As done before the result of the calculation step shall be used in the plot script. Therefore a connection between both steps is needed. The s4n tool ls -a
command can be used to to copy and paste the slot names for this connection.
s4n workflow connect main --from calculation/results --to plot/data
# 🔗 Found step calculation in workflow. Not changing that!
# ➕ Added step plot to workflow
# ✔️ Updated Workflow workflows/main/main.cwl!
To complete the workflow a connection to an output is needed. Otherwise no file will be copied back after running the workflow.
s4n workflow connect main --from plot/figure --to @outputs/image
# ➕ Added or updated connection from plot/figure to outputs.image in workflow!
# ✔️ Updated Workflow workflows/main/main.cwl!
Running the status command again will show that everything is fine now!
s4n workflow status main
# Status report for Workflow workflows/main/main.cwl
# +--------------------------------+------------------+---------------+
# | Tool | Inputs | Outputs |
# +================================+==================+===============+
# | <Workflow> | ✅ speakers | ✅ image |
# | | ✅ population | |
# +--------------------------------+------------------+---------------+
# | Steps: | | |
# +--------------------------------+------------------+---------------+
# | ../calculation/calculation.cwl | ✅ speakers | ✅ results |
# | | ✅ population | |
# +--------------------------------+------------------+---------------+
# | ../plot/plot.cwl | ✅ data | ✅ figure |
# +--------------------------------+------------------+---------------+
# ✅ : connected - 🔘 : tool default - ❌ : no connection
The finished CWL workflow file looks like this:
#!/usr/bin/env cwl-runner
cwlVersion: v1.2
class: Workflow
inputs:
- id: speakers
type: File
- id: population
type: File
outputs:
- id: image
type: File
outputSource: plot/figure
steps:
- id: calculation
in:
population: population
speakers: speakers
run: '../calculation/calculation.cwl'
out:
- results
- id: plot
in:
data: calculation/results
run: '../plot/plot.cwl'
out:
- figure
The workflow now can be executed using a standard CWL runner like cwltool
or using SciWIn-client's internal runner. SciWIn's internal runner is still in a testing phase so it will not be able to support all features cwltool
does, but is does support everything the client can generate. CWL can either be executed by using commandline arguments or by using a input file in YAML format. For this demo the following input file (inputs.yml
) is used:
population:
class: File
location: data/population.csv
speakers:
class: File
location: data/speakers_revised.csv
Before running the workflow the output files of the script execution should be deleted to verify the correct execution.
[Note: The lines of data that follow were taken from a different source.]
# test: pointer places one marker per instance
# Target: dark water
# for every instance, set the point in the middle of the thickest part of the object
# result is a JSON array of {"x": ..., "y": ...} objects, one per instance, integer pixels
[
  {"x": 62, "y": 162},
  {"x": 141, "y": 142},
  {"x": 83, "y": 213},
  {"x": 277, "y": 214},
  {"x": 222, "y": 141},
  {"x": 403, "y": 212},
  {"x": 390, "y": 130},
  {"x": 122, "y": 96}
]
The workflow can be executed locally by using the following command which concludes this example.
s4n execute local workflows/main/main.cwl inputs.yml
# 💻 Executing "workflows/main/main.cwl" using SciWIn's custom runner. Use `--runner cwltool` to use reference runner (if installed).
# ⚠️ The internal runner currently is for testing purposes only and does not support containerization, yet!
# 🚲 Executing CommandLineTool "workflows/main/../calculation/calculation.cwl" ...
# 📁 Created staging directory: "/tmp/.tmpo1VAdn"
# ⏳ Executing Command: `python workflows/calculation/calculation.py --speakers /tmp/.tmpo1VAdn/data/speakers_revised.csv --population /tmp/.tmpo1VAdn/data/population.csv`
# 📜 Wrote output file: "/tmp/.tmp7ol6bV/results.csv"
# ✔️ CommandLineTool "workflows/main/../calculation/calculation.cwl" executed successfully in 196ms!
# 🚲 Executing CommandLineTool "workflows/main/../plot/plot.cwl" ...
# 📁 Created staging directory: "/tmp/.tmphnWjUa"
# ⏳ Executing Command: `python workflows/plot/plot.py --data /tmp/.tmphnWjUa/results.csv`
# 📜 Wrote output file: "/tmp/.tmp7ol6bV/figure.png"
# ✔️ CommandLineTool "workflows/main/../plot/plot.cwl" executed successfully in 1s!
# {
# "image": {
# "location": "file:///home/ubuntu/test_project/figure.png",
# "basename": "figure.png",
# "class": "File",
# "checksum": "sha1$65a86b4fa5d42ee81ecda344fc1030c61ad6cb06",
# "size": 40074,
# "path": "/home/ubuntu/test_project/figure.png"
# }
# }
# ✔️ Workflow "workflows/main/main.cwl" executed successfully in 1s!